Lucy believed in two things:
1) Always hire a relative
2) Only pay scale
That is so true. Johnny Carson got mad at Lucy or more specifically Gary Morton, as they wanted him on "Here's Lucy," and both of them whined and moaned they could only pay him scale, because they spent all their money on Elizabeth Taylor and her episode.
Then Johnny found out they simply recycled the old Bill Holden script from "I Love Lucy."
Johnny didn't like Jews.
Did they do something to him to make him feel that way, R74?
[quote]Some douchebag is coming soon with an old grandpa crack
God, how terrifying.
Remember the episode where Fred confessed that he had overcharged the Ricardos in rent? They should have sued him for rent overcharge.
But they would've ruined Fred's credit rating and then he would've had his Phipps-a-Plate revoked!
"The "California, Here We Come" scene where Ricky and Fred meticulously plan the packing of five pieces of luggage in the trunk of the car while Lucy and Ethel, unseen by the men, deposit on the sidewalk an enormous pile of objects to take along was one of the funniest sight gags ever done on the show."
I think the reason this show was so great was because they really put a lot of thought into their comedy. When you think about it, the luggage gag, the candy conveyor belt, the Vitavetavegamin, the grape stomping, the eggs in the shirt tango, Lucy and Ethel ripping each others dresses during Friendship, and all the rest were just so well done.

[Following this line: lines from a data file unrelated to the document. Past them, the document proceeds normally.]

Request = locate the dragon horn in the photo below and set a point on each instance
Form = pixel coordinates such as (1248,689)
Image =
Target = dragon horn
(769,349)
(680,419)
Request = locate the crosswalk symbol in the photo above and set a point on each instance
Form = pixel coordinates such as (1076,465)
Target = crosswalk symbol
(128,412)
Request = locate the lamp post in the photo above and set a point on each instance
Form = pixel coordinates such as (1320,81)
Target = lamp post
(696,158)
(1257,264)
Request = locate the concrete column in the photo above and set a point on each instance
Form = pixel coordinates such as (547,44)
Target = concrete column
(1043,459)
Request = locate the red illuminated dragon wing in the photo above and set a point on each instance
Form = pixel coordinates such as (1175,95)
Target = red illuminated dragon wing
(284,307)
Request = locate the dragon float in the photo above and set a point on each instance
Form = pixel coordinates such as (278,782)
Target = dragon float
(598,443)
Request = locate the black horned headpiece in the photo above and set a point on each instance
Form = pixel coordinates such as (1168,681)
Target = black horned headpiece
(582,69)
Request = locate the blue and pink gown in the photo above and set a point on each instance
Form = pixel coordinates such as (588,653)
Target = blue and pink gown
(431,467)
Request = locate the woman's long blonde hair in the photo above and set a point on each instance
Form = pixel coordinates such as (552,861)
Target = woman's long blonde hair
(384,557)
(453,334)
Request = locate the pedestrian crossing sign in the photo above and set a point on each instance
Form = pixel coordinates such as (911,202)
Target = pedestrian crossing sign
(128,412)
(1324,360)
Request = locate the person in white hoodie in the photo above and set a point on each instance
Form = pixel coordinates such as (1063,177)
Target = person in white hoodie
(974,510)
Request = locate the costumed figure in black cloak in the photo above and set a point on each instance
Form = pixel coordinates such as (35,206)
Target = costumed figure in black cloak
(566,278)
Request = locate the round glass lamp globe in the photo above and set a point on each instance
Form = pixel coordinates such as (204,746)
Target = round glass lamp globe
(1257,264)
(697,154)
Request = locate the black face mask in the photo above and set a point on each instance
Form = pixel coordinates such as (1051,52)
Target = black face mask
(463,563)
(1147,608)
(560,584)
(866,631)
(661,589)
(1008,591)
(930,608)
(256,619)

Walter Winchell had Ricky blacklisted in pictures because he found out his wife registered as a Commie to please her grandfather.
This was pretty much the end of Ricky's career until he rebounded with the art house classic "Last Tango in Havana".
Oh come on! You didn't realize that Ricky starred in Chupa Mi Pinga?
Very true, R89. And part of what made later seasons of THE LUCY SHOW and most of HERE'S LUCY inferior is that the shows were written backwards. They knew Lucy was great with physical comedy bits, so they started with a bit or setpiece and wrote the plot around it. In ILL the physical bits came mostly from the situations rather than the other way around.
"Oh my God. I'm back. I'm home. All the time, it was... We finally really did it ... You Maniacs! You blew it up! Ah, damn you! God damn you all to hell!"